On completeness of the root functions of polynomial pencils of ordinary differential operators with constant coefficients

This article discusses the pencil of ordinary differential operators generated on $[0,1]$ by a linear differential expression of $n$-th order with constant coefficients, polynomially depending on spectral parameter $\lambda$ , and the two-point boundary conditions of a general form with coefficients which are polynomials of the spectral parameter $\lambda$.
It is assumed that the differential expression is homogeneous, the roots of its characteristic equation are distinct and different from zero, that is a fundamental system of solutions of the corresponding differential equation are pure exponent.
Provides definitions of $m$-fold completeness of the system of derived $m$-chains in the space of square integrable functions on the interval $[0,1]$.
The problem of finding sufficient conditions on the coefficients of the pencil, when there is an $m$-fold completeness of the system of the derived $m$-chains, is solved. A detailed history overview of the problem is given. It shows the urgency of solving this problem.
Then a characteristic polygon of the characteristic determinant of the pencil is introduce and on its basis the geometric classification of the pencils is given. Regular, almost regular, weakly and strongly irregular pencils are defined.
The method of obtaining sufficient conditions for multiple completeness of the root functions is to use a special solution of basic differential equation depending on an arbitrary parameter vector.

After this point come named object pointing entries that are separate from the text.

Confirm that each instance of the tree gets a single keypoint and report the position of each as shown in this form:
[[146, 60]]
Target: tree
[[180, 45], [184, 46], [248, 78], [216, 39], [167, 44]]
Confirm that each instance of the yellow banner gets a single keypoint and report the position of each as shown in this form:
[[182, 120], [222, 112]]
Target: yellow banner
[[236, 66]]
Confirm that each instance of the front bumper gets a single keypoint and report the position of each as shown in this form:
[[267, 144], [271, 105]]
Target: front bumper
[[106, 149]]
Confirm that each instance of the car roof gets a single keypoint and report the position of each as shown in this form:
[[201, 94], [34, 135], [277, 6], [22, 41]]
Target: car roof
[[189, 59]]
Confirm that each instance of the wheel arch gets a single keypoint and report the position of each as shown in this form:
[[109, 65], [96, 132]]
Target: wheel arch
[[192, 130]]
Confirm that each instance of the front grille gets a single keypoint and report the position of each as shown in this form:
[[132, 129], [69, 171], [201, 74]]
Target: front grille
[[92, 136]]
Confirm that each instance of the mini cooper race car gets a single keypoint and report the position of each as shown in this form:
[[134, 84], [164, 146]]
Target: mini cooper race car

We investigate important for the further features of this special solution, namely: Lemma of linear independence of a set of such solutions depends on linearly independent set of parameter vectors; Lemma of the characteristic polygons of special solutions when as vectors parameters are taken vectors constructed on the basis of the coefficients of the boundary conditions and the roots of the characteristic polynomial.
Sufficient conditions for multiple completeness formulated in terms of the existence of a sufficiently rich set of parameter vectors, which enables the scheme of the proof of multiple completeness, dating back to the famous work of Keldysh M.V. in 1951.
Key words: pencil of ordinary differential operators, root functions, eigen- and associated functions, multiple completeness, sufficient conditions of completeness, constant coefficients of differential expression, arbitrary location the roots of the characteristic polynomial, arbitrary two-point boundary conditions, nonregular pencil.